Берта кивнула головой, потом добавила:
— Она мне пишет почти каждый день. Ей тоже тяжело.
Она старалась уловить выражение глаз Андрэ. Блеснет ли в них мстительная радость? Андрэ стоял с опущенной головой.
Берта де Вранкур заметила только, что руки у него дрожат.
На маленький сад улицы Тур-де-Дам спускались сумерки. Стояли первые дни ноября. Мертвые листья усеяли воду бассейна, вокруг которого прохаживался месье Клаврэ. Для него этот бассейн не был жалким и наивным украшением парижского садика, то было магическое зеркало, в котором он созерцал самое отдаленное свое прошлое. Самые давние воспоминания месье Клаврэ были связаны с этим клочком земли. Здесь живее, чем где-либо, перед месье Клаврэ вставала вся его жизнь; но сегодня он не возвращался мыслью к юношеским грезам, к мечтам о путешествиях и приключениях, которым когда-то так страстно предавался в этой тесной ограде, замыкавшей для него целый мир. Его удерживало здесь в сумеречный час не воспоминание о своей неудавшейся жизни, о своих несбывшихся надеждах, а другое, скорбное воспоминание, застилавшее его глаза слезами.
Месье Клаврэ прервал свою меланхолическую прогулку. Со стесненным сердцем он глядел на потемневший бассейн, и не себя он видел возле этой серой воды. Мальчика, стоявшего у края водоема, звали Пьером де Клерси. Ведь разве не у этого самого бассейна сообщил он когда-то Пьеру о смерти матери? Да. Здесь, на этом самом месте, Пьер впервые узнал, что значит умереть. Умереть! Какой эта мысль должна была ему тогда казаться далекой, туманной, невероятной! А между тем до чего он должен был, впоследствии, вдуматься в эту мысль о смерти, слить ее со своими размышлениями, свыкнуться с нею, усвоить ее, чтобы добровольно обрести в ней нерушимое убежище, преждевременное успокоение юным мукам своего сердца!
И думая о трагическом событии, так неожиданно разбившем эту жизнь, месье Клаврэ снова испытывал то же горестное изумление, ту же недоуменную подавленность. Кто бы мог предположить, что Пьер де Клерси так оборвет свои дни? Он, такой открытый, такой деятельный, который к столькому стремился, который не боялся жизни, а, напротив, жаждал жить, расточать энергию! Как он пришел к тому, чтобы эту энергию обратить против себя же, направить ее на свое же разрушение? Правда, месье Клаврэ иногда страшили в Пьере тот дух предприимчивости, та воля к действию, которые он в нем замечал; иногда он боялся за него, боялся той привлекательной силы опасности, соблазнов риска, но он никогда бы не подумал, чтобы простая любовная неудача могла толкнуть этого мальчика на тот роковой жест, которым он укрылся от первого окрика действительности.

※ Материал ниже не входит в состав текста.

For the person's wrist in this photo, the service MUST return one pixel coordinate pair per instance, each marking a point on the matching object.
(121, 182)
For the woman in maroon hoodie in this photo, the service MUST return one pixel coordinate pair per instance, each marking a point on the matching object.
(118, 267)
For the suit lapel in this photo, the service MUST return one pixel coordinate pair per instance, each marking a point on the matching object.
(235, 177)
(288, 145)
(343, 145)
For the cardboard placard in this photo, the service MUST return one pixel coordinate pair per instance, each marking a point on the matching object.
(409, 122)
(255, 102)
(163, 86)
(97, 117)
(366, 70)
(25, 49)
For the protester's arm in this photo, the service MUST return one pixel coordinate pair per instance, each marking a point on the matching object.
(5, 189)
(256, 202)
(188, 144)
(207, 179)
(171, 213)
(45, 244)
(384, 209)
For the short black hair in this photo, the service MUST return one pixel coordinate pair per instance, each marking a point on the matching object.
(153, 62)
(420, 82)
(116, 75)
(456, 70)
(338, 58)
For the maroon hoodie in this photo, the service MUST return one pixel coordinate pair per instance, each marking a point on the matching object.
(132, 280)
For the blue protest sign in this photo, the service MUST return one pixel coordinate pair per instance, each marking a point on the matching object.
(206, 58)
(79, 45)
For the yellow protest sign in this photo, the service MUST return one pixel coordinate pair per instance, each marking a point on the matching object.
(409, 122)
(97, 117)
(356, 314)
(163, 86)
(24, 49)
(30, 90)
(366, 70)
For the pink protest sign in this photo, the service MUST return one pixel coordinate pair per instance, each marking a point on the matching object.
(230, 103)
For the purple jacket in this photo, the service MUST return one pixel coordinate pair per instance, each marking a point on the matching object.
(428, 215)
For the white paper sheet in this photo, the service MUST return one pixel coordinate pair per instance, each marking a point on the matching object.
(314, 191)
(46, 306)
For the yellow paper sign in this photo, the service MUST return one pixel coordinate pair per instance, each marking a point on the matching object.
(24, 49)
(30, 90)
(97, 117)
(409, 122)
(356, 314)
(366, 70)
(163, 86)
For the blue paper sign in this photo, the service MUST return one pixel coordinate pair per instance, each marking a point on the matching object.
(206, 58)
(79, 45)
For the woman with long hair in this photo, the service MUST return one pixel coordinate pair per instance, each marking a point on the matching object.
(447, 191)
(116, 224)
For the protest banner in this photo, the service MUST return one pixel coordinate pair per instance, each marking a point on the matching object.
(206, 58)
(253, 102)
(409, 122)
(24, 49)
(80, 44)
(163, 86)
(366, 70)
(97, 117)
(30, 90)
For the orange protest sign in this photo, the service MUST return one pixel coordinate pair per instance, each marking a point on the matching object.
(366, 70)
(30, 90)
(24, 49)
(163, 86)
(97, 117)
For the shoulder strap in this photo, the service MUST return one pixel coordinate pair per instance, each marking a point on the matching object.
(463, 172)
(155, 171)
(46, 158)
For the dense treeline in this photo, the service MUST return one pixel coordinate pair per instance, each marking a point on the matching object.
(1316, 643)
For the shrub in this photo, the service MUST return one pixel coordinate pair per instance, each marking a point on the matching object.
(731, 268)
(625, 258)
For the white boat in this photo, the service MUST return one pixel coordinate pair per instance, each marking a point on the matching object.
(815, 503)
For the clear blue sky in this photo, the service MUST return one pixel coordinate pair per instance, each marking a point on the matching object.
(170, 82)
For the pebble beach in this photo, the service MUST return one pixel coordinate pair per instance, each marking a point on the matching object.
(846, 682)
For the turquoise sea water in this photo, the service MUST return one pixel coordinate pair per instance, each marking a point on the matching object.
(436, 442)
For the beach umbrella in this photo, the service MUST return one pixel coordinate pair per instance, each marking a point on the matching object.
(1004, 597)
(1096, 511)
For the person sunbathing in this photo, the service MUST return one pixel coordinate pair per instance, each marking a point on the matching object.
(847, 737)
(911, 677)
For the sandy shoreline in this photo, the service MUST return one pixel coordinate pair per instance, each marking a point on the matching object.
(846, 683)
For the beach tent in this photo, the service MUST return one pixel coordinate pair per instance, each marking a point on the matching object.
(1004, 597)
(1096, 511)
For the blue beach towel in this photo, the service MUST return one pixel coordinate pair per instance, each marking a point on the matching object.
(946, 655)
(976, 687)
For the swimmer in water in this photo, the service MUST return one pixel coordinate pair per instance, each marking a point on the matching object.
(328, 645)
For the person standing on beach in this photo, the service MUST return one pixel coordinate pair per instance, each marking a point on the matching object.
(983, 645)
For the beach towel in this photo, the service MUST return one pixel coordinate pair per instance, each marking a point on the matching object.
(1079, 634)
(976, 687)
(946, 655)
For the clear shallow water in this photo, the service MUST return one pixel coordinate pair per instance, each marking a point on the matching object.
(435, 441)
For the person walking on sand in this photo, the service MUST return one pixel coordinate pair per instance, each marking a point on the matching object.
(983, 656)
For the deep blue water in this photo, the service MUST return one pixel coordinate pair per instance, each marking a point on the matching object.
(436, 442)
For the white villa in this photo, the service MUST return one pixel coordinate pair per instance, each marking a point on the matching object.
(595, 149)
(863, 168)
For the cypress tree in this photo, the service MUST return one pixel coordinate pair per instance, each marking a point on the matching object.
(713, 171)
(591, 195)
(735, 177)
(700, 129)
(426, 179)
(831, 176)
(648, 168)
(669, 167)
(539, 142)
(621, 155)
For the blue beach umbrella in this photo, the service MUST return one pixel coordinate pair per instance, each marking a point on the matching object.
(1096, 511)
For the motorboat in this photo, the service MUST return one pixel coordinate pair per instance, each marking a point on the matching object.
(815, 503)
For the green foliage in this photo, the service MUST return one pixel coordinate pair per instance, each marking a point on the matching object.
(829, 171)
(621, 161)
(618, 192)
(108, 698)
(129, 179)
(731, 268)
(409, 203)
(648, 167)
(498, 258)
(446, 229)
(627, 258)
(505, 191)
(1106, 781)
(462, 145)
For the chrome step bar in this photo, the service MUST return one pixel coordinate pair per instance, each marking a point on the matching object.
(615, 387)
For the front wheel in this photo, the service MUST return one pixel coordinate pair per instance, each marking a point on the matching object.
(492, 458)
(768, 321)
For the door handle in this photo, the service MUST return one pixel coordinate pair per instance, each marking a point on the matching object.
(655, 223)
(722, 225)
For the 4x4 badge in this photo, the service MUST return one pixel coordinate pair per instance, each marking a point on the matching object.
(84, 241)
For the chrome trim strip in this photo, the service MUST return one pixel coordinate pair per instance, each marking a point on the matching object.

Нет, положительно, людей не поймешь, и судьба каждого полна загадок.
Месье Клаврэ вздрогнул и застегнул пиджак, болтавшийся на его похудевшем тучном теле. Он еще два-три раза обошел вокруг бассейна, потом направился к дому. Уже совсем стемнело. Подымаясь на крыльцо, месье Клаврэ чуть не столкнулся со своим слугой.
— Месье, вас спрашивает месье Андрэ; я попросил его в библиотеку.
Обыкновенно Андрэ де Клерси появлялся на улице Тур-де-Дам только к обеду. Сегодня он пришел необычно рано. Месье Клаврэ забеспокоился. Чего от него хочет Андрэ? Быть может, в этот серый ноябрьский день его хмурое одиночество показалось ему особенно тяжело? Быть может, он ищет у своего старого друга Клаврэ некоторой помощи своей сиротливости, прибежища от гнетущих его мрачных мыслей? Быть может, он устал молча страдать, уходить в свою надменную и безмолвную печаль? Месье Клаврэ ускорил шаг. Последнюю неделю он замечал в Андрэ что-то странное. Каждый вечер месье Клаврэ заставал его еще более оцепеневшим в своем горе, чем накануне, еще более погруженным в мучительную думу, проводившую у него меж бровей упрямую складку. И от этой думы Андрэ отрывался только для того, чтобы произнести несколько слов, как будто намекавших на что-то, чего месье Клаврэ не понимал.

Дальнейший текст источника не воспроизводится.